We are entering a period of rapid alterations in the distribution and abundance of plants in Britain as climate change starts to bite. We should be providing more evidence to back the lists that we make. Experienced surveyors may bridle at any implication that they might not have accurately identified a plant such as Dog’s Mercury; but will someone in 60-yrs’ time know that they were experienced and that their record can therefore be trusted? Support could now be as a photographs for the commoner species, but for less common species a voucher specimen would provide extra confidence in the identification provided, of course, that taking it does not threaten the population.
In Lincolnshire the Love Lincs Plants project is assembling a new herbarium collection for the 21st century. See https://www.lincstrust.org.uk/what-we-do/love-lincs-plants
In Oxford, there are ambitious plans underway to make digital copies of all the current collection (Harris 2020). https://www.plants.ox.ac.uk/university-oxford-herbaria
We are also looking to start a modern collection from Wytham Woods this summer.
The Fielding-Druce Herbarium in Oxford – the focus for a major project to digitise specimens, such as that of the Yellow Birds-nest, collected by Elton, which allowed us to refind the species in Wytham after 50 years when no-one had spotted it.
My teenage collection was lost when my parents moved house. Herbaria too may often be seen as relicts of a past era in plant sciences, but they have an under-appreciated role in modern conservation in Britain and need more support.
Harris, S. 2020 Physical and Digital: making Oxford University Herbaria digital. Quarterly Journal of Forestry. In press.
2 thoughts on “Not just a collection of old dead leaves!”
Great post. I have never maintained a herbarium of vascular plants, but when I did my undergrad degree at Sheffield we had to prepare a collection of grasses in the summer after the first year, which was a really good learning experience.
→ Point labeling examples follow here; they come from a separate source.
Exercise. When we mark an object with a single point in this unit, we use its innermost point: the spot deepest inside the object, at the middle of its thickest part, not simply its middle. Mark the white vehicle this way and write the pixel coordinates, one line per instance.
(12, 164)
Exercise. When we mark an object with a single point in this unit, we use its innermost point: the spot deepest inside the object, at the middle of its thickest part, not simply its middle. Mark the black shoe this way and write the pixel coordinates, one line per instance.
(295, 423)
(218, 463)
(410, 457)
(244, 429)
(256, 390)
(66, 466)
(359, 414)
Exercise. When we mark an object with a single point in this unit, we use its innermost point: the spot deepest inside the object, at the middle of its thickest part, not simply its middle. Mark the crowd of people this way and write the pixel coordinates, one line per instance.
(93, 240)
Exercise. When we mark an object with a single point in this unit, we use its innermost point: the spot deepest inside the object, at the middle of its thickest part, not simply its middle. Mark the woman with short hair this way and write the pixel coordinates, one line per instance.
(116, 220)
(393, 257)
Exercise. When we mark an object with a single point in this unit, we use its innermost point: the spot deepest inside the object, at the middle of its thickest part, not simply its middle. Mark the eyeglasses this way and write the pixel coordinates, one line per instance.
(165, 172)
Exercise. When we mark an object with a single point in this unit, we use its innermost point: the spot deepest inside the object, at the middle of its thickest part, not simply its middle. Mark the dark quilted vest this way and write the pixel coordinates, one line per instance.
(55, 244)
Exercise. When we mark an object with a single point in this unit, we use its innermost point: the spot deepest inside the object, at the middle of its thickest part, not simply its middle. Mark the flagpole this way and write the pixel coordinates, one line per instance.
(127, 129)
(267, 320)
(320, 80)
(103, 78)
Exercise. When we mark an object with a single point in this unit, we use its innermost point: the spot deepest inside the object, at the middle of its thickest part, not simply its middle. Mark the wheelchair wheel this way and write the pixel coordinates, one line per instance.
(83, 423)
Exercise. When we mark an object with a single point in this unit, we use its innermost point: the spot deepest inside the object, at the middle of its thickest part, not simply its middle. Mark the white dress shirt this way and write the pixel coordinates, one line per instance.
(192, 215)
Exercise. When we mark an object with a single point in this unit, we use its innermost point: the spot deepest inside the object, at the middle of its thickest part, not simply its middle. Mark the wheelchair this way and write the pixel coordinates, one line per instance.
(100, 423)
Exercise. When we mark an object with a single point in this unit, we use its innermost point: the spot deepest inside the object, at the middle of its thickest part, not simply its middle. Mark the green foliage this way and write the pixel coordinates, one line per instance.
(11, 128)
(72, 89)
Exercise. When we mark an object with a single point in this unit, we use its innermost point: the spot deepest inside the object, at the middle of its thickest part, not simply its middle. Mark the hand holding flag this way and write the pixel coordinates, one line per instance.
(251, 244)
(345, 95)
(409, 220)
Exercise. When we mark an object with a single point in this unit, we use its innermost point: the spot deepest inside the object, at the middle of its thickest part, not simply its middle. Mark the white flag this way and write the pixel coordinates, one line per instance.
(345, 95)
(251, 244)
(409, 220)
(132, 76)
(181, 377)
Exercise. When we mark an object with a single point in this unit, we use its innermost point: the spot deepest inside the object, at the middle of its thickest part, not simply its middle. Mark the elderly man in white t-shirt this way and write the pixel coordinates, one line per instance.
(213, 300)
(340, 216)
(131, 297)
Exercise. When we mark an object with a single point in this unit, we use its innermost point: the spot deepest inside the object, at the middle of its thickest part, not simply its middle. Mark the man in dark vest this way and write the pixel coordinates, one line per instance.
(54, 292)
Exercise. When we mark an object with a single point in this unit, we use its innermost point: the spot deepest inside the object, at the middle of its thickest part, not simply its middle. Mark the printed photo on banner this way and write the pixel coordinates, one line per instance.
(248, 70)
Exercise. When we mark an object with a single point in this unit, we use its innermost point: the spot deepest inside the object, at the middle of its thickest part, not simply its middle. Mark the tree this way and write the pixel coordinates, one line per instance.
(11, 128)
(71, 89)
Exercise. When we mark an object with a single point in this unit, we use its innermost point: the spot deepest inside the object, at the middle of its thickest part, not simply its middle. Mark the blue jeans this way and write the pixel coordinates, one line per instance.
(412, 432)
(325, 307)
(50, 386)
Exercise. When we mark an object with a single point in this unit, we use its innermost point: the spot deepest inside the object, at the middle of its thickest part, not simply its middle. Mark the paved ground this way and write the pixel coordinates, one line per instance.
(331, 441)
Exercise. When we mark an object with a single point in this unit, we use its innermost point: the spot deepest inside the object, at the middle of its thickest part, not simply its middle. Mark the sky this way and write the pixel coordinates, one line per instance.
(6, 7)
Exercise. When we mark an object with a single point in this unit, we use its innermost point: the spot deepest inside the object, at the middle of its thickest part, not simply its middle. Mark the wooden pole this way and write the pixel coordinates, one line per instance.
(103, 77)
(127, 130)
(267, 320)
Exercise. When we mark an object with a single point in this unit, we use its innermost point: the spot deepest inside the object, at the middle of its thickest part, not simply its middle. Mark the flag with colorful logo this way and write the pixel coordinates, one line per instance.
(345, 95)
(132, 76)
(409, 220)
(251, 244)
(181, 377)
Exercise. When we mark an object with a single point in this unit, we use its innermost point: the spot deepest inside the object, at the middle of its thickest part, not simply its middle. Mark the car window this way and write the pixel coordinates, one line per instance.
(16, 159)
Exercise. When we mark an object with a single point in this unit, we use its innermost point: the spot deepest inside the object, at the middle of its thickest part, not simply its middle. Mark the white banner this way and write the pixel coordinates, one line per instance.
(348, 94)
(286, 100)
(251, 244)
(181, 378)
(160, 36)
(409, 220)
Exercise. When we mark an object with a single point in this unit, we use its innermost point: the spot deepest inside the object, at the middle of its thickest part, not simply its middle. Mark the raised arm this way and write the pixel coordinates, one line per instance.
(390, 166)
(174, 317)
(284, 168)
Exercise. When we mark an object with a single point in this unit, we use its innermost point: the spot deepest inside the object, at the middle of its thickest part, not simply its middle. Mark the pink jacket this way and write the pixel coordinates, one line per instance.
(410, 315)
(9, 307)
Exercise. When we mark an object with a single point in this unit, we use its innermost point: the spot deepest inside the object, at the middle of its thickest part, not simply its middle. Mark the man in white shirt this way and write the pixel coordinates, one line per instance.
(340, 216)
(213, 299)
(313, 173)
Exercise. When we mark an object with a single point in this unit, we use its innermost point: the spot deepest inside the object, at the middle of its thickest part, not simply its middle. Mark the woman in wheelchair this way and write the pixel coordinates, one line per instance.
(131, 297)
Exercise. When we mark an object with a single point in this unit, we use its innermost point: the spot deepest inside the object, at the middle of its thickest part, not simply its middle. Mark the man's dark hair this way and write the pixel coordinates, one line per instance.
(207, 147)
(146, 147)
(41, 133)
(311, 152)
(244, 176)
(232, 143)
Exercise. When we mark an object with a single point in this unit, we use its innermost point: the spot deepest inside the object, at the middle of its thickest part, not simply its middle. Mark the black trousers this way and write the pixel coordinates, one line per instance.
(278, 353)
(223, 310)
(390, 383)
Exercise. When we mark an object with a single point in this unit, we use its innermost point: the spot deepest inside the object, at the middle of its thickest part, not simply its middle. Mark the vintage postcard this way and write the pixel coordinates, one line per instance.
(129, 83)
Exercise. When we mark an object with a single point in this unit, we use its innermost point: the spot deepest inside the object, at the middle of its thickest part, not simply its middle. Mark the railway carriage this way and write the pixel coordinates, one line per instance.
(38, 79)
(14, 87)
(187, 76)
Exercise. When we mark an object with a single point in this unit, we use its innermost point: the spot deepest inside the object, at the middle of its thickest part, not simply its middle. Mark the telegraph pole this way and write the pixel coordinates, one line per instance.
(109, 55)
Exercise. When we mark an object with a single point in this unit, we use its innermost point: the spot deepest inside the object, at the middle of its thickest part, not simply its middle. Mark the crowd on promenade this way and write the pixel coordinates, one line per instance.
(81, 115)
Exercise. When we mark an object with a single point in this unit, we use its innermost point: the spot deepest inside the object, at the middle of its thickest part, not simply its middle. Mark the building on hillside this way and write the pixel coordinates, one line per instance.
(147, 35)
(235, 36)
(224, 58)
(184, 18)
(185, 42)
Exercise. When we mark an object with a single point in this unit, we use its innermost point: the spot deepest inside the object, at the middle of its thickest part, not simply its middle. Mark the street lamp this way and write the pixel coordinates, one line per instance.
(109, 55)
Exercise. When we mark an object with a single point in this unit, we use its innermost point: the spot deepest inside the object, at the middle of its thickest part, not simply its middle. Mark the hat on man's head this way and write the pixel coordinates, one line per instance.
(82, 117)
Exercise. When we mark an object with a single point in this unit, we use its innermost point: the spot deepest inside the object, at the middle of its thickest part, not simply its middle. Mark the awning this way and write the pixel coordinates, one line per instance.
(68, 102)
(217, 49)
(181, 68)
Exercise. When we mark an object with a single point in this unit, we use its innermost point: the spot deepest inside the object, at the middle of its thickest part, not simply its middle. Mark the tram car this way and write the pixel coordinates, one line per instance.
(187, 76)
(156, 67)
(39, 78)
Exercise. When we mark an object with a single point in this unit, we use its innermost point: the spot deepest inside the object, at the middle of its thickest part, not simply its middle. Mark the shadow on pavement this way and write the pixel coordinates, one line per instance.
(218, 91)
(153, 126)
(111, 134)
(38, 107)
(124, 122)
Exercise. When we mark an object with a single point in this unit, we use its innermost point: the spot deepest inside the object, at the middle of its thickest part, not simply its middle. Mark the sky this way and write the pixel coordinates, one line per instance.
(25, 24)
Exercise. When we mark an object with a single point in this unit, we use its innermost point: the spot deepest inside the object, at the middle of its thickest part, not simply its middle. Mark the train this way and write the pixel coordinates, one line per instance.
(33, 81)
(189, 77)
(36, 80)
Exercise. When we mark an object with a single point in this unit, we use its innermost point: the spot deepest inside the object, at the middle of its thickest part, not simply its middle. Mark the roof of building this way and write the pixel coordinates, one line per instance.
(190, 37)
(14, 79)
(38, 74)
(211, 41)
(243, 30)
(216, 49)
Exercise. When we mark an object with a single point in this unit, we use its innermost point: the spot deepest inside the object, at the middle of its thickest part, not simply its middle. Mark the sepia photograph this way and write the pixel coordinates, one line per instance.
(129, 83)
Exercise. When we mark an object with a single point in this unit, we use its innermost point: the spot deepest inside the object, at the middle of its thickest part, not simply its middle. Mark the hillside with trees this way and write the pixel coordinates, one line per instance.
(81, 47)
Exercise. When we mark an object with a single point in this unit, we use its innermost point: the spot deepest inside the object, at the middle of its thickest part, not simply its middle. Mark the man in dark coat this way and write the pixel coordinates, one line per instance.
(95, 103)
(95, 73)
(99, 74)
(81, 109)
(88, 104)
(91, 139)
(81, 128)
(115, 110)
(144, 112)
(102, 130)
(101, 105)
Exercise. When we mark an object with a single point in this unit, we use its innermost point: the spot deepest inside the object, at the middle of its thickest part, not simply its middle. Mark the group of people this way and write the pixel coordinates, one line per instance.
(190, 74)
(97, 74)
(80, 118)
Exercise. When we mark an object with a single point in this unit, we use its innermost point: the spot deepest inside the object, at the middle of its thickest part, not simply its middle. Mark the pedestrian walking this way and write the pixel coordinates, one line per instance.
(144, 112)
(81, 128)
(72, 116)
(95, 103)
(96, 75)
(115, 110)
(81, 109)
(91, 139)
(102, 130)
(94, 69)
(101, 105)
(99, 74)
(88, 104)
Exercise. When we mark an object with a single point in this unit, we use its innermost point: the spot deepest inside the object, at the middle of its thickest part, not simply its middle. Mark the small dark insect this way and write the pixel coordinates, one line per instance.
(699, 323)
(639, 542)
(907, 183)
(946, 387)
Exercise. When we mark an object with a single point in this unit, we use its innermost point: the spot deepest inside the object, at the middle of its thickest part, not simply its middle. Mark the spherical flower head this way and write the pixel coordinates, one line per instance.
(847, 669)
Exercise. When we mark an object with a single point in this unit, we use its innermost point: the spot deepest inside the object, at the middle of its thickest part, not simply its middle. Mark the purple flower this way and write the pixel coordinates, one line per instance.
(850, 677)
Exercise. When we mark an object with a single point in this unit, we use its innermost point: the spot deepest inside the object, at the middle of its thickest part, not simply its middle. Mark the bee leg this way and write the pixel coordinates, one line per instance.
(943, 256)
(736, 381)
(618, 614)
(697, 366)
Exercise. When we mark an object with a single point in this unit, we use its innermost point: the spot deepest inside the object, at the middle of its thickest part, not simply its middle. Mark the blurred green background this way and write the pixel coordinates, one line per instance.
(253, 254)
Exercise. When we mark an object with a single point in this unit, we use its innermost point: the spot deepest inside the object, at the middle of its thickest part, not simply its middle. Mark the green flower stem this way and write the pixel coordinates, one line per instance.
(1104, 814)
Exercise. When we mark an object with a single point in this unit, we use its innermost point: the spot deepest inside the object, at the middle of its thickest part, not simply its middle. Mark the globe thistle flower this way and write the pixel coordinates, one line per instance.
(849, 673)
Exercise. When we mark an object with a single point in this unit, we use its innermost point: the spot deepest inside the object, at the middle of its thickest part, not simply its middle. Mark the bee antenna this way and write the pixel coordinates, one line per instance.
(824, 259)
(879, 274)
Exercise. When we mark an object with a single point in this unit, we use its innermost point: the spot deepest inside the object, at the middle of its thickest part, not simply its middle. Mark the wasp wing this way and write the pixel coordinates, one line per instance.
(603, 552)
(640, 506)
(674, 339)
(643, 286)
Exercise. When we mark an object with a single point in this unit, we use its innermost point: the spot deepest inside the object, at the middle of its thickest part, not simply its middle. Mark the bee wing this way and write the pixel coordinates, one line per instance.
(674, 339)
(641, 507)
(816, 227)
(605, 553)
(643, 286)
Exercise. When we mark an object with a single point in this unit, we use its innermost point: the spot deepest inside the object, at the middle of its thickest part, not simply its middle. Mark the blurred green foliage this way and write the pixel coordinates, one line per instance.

This is great Keith. I’ve never prepared proper herbarium sheets either although as a child on holiday in north west Scotland collected with my mother some of the common plans of the area and pressed them between sheets of newspaper under the carpets (not fitted in those days) in our holiday cottages. At least some of the dried specimines are still stuck with Sellotape amongst the photographs in the family albums! A slightly more serious attempt on a more recent trip to Belize was thwarted when I realised that the vital parts of the trees I was struggling to identify were too high up to reach.